We instantly see the benefit of this approach: renaming the class is not going to affect the functionality of our JavaScript components. In this specific example although, there is the drawback of having a too specific name for the JS module and that just feels wrong. In real life one should try to generalize the name of a JS component to describe its functionality, regardless of the content. A more scalable and robust module could look like this:

HTML

<ul class="vehicles" data-list="interactive">
 <li data-additional-info="white, red, yellow">Fiat 500</li>
 <li data-additional-info="white, black">BMW M3</li>
 <li data-additional-info="black, blue">Audi R8 Coupe</li>
</ul>

The names of the data attributes are no more associated to the content within the module. This way we can use it throughout the whole site.

Trying to decouple CSS and JS by using data attributes is not a new thing. Roy Tomeij adviced to use data attributes to find HTML elements with JS before and I have seen others do the same.

So what’s wrong with it?

Well, for one there are performance issues. Measured in percentages, selecting DOM elements based on data attributes can be significantly slower than classes. In his follow up article, Roy Tomeij analyzes the exact differences in performance. According to him, this is only an issue for very large and complex sites. I think he is right. But then again, performance is always an issue and I don’t consider avoiding data attributes for selection to be premature optimization.

Besides the performance issue, what bothers me more is the fact that the data attribute, by definition, is just not intended to be used that way. Remember the W3C definition?

[...] Custom data attributes are intended to store custom data private to the page or application, for which there are no more appropriate attributes or elements. [...]
W3C specification (Editor’s Draft)

That’s it. Nothing more, nothing less. And that is why at the end of the day I don’t feel comfortable with using data attributes to select DOM nodes. Period.

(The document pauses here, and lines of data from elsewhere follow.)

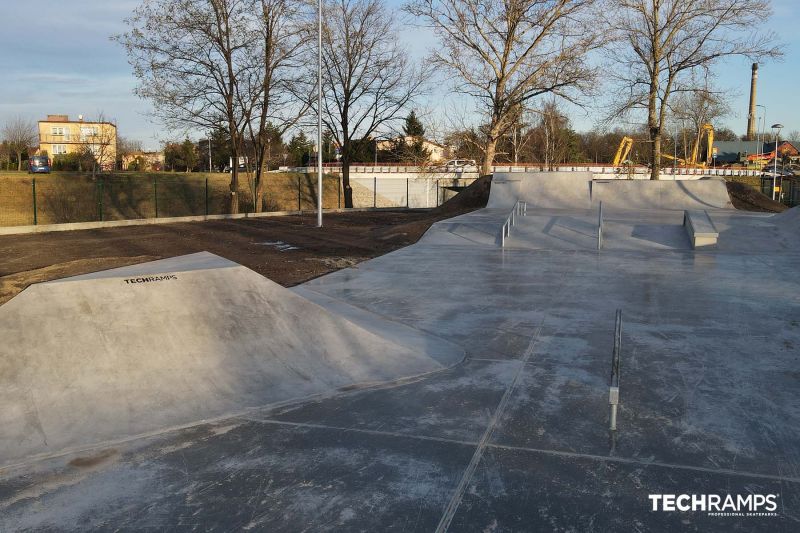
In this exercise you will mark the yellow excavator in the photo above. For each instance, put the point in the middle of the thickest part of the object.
(626, 144)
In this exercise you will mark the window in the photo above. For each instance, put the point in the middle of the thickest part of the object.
(88, 132)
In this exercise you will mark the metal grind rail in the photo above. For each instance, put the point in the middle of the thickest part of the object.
(613, 389)
(520, 209)
(600, 227)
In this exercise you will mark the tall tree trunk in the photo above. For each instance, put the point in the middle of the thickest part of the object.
(347, 189)
(655, 171)
(488, 157)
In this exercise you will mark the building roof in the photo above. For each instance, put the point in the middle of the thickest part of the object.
(64, 119)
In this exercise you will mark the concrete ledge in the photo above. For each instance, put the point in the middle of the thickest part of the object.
(701, 230)
(75, 226)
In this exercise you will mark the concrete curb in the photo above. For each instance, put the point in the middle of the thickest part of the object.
(75, 226)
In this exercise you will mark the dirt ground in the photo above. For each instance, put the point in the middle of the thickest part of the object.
(288, 250)
(747, 198)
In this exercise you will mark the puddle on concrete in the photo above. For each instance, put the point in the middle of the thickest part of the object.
(278, 245)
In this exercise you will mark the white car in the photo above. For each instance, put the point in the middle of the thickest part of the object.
(461, 164)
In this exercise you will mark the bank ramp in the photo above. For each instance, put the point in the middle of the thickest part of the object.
(577, 190)
(139, 349)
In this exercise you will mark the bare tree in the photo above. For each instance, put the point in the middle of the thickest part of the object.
(97, 144)
(126, 148)
(661, 46)
(368, 78)
(275, 90)
(189, 57)
(504, 54)
(20, 135)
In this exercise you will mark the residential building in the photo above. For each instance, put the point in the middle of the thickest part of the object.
(59, 136)
(739, 152)
(143, 161)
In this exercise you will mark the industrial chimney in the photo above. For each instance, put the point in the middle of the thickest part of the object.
(751, 116)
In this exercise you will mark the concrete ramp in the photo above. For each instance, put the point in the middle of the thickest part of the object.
(671, 195)
(550, 190)
(139, 349)
(789, 219)
(576, 190)
(481, 227)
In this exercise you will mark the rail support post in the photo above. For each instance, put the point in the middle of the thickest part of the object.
(35, 216)
(613, 389)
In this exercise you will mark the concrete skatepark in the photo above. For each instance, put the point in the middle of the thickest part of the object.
(451, 385)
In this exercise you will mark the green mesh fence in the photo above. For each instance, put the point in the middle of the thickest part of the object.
(71, 197)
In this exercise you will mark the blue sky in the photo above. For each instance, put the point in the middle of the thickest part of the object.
(67, 64)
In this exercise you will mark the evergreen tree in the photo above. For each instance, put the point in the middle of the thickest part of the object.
(411, 148)
(299, 149)
(413, 126)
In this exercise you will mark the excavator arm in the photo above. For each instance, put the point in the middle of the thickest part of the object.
(708, 131)
(623, 151)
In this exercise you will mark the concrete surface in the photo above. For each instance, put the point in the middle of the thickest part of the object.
(139, 349)
(515, 438)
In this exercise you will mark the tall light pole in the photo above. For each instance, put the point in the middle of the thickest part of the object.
(319, 113)
(761, 128)
(777, 129)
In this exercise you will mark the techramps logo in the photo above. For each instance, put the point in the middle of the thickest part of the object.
(742, 505)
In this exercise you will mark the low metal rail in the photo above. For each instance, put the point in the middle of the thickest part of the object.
(600, 227)
(613, 389)
(520, 209)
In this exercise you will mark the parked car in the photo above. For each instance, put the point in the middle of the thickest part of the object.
(460, 164)
(39, 164)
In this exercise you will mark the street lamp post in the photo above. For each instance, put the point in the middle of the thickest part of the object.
(319, 113)
(777, 129)
(760, 134)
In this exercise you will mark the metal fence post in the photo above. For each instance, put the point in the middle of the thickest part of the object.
(155, 194)
(35, 220)
(100, 185)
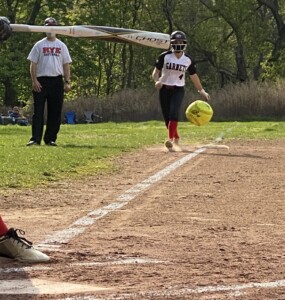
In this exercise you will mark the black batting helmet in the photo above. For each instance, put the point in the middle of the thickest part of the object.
(50, 22)
(178, 41)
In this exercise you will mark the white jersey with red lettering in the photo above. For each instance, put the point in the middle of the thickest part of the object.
(50, 56)
(173, 69)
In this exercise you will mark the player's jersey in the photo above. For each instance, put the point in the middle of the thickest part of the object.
(173, 69)
(50, 56)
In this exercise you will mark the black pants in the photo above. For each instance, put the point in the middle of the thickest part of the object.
(52, 93)
(170, 101)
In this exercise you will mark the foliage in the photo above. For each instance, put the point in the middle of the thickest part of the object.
(231, 42)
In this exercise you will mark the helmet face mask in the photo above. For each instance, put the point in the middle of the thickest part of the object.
(178, 41)
(50, 22)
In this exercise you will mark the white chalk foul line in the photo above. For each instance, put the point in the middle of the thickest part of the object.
(54, 242)
(176, 292)
(111, 262)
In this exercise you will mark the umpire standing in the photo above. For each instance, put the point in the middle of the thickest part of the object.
(50, 73)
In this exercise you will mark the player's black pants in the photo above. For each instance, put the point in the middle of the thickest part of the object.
(170, 101)
(52, 93)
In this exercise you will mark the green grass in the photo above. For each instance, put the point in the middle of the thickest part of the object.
(88, 149)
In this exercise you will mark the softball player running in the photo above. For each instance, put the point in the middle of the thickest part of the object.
(169, 77)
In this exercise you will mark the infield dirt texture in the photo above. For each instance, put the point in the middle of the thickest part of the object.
(211, 229)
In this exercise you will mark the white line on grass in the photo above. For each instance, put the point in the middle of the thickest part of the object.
(54, 242)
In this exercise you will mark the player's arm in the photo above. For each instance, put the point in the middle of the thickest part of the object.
(66, 74)
(156, 73)
(35, 83)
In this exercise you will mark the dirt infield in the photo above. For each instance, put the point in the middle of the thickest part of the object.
(210, 227)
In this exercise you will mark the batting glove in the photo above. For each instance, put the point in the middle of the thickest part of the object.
(204, 94)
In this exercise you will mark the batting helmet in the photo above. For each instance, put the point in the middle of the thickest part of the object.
(178, 41)
(50, 22)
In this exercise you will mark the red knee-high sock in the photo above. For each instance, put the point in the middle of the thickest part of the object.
(3, 227)
(172, 130)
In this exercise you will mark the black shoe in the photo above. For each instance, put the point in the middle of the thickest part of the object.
(51, 143)
(31, 143)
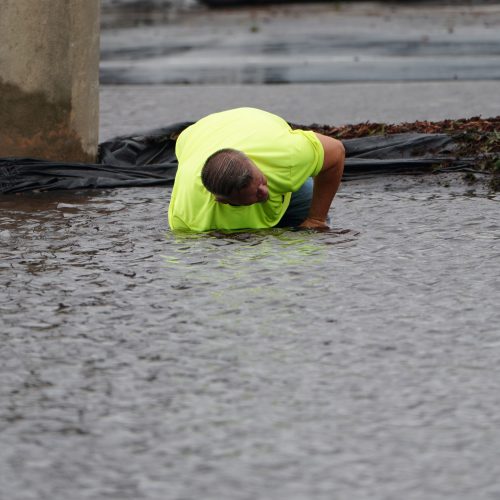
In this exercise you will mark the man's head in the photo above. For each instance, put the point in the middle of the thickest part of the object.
(234, 179)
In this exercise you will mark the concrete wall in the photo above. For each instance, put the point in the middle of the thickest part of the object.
(49, 79)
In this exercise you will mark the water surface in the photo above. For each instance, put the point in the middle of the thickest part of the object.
(358, 363)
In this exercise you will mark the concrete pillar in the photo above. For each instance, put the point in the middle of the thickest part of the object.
(49, 79)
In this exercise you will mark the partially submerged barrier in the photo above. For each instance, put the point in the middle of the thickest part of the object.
(148, 158)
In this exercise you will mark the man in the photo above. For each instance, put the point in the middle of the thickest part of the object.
(247, 169)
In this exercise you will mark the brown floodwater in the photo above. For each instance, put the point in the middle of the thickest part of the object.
(361, 363)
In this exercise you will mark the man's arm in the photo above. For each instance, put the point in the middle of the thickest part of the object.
(326, 182)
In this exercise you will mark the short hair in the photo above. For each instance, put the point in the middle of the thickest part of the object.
(226, 171)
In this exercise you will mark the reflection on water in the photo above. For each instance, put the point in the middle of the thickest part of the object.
(138, 363)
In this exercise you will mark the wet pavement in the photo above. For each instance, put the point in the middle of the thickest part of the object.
(326, 42)
(361, 363)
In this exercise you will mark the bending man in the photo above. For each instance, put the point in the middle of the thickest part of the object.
(247, 169)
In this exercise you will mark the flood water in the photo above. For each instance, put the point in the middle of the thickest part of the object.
(361, 363)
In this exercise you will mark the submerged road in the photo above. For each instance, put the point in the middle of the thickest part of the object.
(316, 43)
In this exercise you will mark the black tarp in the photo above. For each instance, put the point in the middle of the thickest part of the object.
(148, 159)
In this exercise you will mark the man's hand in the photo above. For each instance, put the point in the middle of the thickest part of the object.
(316, 224)
(326, 182)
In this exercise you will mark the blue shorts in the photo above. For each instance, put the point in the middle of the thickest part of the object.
(298, 210)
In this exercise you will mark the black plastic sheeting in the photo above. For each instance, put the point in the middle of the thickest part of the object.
(148, 159)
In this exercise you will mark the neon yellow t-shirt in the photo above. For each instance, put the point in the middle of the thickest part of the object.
(286, 157)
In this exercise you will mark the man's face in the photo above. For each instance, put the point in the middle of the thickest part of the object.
(256, 192)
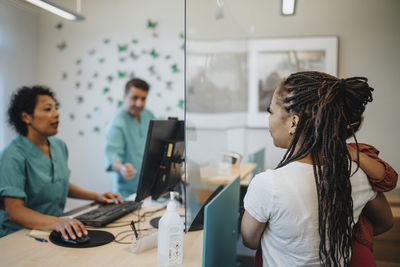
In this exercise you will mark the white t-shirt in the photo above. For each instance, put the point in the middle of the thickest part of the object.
(286, 198)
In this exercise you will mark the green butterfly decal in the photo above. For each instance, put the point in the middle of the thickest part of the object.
(121, 74)
(151, 24)
(153, 53)
(122, 48)
(174, 68)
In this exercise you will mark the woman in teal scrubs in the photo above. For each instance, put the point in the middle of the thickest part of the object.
(34, 173)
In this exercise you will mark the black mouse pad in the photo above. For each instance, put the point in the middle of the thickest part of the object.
(97, 238)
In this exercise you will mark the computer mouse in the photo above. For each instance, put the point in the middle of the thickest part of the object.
(78, 240)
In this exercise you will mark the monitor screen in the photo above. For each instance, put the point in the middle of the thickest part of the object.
(163, 158)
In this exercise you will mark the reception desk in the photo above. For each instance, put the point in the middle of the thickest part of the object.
(19, 250)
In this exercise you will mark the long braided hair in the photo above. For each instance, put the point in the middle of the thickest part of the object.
(329, 110)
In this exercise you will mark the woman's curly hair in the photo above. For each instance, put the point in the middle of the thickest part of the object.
(24, 100)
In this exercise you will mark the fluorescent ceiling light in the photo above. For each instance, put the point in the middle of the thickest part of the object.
(56, 9)
(288, 7)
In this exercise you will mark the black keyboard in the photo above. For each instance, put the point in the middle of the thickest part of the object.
(107, 213)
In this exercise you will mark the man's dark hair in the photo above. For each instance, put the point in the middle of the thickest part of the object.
(24, 100)
(138, 83)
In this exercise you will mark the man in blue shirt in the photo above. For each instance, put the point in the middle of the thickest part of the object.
(126, 138)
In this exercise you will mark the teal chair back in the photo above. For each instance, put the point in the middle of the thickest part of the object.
(220, 234)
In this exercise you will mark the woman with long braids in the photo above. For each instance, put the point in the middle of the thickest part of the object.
(302, 213)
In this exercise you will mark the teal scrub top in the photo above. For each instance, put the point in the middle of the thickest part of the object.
(27, 173)
(125, 141)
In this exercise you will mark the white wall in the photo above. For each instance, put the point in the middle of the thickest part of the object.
(30, 54)
(369, 39)
(120, 22)
(18, 61)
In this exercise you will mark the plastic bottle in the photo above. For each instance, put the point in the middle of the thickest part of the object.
(170, 236)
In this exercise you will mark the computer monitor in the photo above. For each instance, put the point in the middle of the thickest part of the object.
(163, 158)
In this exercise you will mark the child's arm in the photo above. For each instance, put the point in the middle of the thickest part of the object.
(381, 175)
(379, 214)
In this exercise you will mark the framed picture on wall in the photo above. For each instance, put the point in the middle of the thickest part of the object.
(270, 60)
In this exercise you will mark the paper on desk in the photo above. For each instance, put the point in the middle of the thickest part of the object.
(40, 233)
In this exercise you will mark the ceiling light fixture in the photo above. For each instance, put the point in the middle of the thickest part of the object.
(288, 7)
(56, 9)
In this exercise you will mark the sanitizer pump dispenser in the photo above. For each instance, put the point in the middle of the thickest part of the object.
(170, 236)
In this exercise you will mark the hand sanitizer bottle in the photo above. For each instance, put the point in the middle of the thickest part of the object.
(170, 236)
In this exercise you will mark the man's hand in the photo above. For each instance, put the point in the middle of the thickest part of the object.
(110, 198)
(127, 171)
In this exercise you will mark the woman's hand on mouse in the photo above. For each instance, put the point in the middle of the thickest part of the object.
(110, 198)
(70, 227)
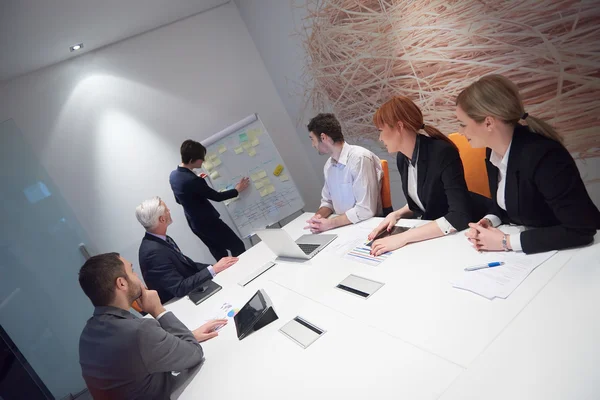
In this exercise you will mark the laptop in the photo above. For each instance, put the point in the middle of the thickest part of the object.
(282, 244)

Use prefixed classes instead!

The trick is to rely on classes for DOM node selection in JavaScript to gain performance but to use a naming convention and strictly separate styling classes from logic classes. Applying this technique, our car rental website could look like this:

HTML

<ul class="vehicles js-interactive-list">
 <li data-additional-info="white, red, yellow">Fiat 500</li>
 <li data-additional-info="white, black">BMW M3</li>
 <li data-additional-info="black, blue">Audi R8 Coupe</li>
</ul>

CSS

.vehicles
{
 list-style-type:none;
 margin:0;
 padding:0;
}

JavaScript

var list = document.querySelector(".js-interactive-list");

list.addEventListener("click", function(e)
{
  alert("Available colors: " + e.target.dataset.additionalInfo);
});

Try it yourself

We see the classes used in JavaScript are prefixed with js-. These classes must never be used for styling! Only that way we can assure that CSS and JS are decoupled and less of a PITA when it comes to refactoring.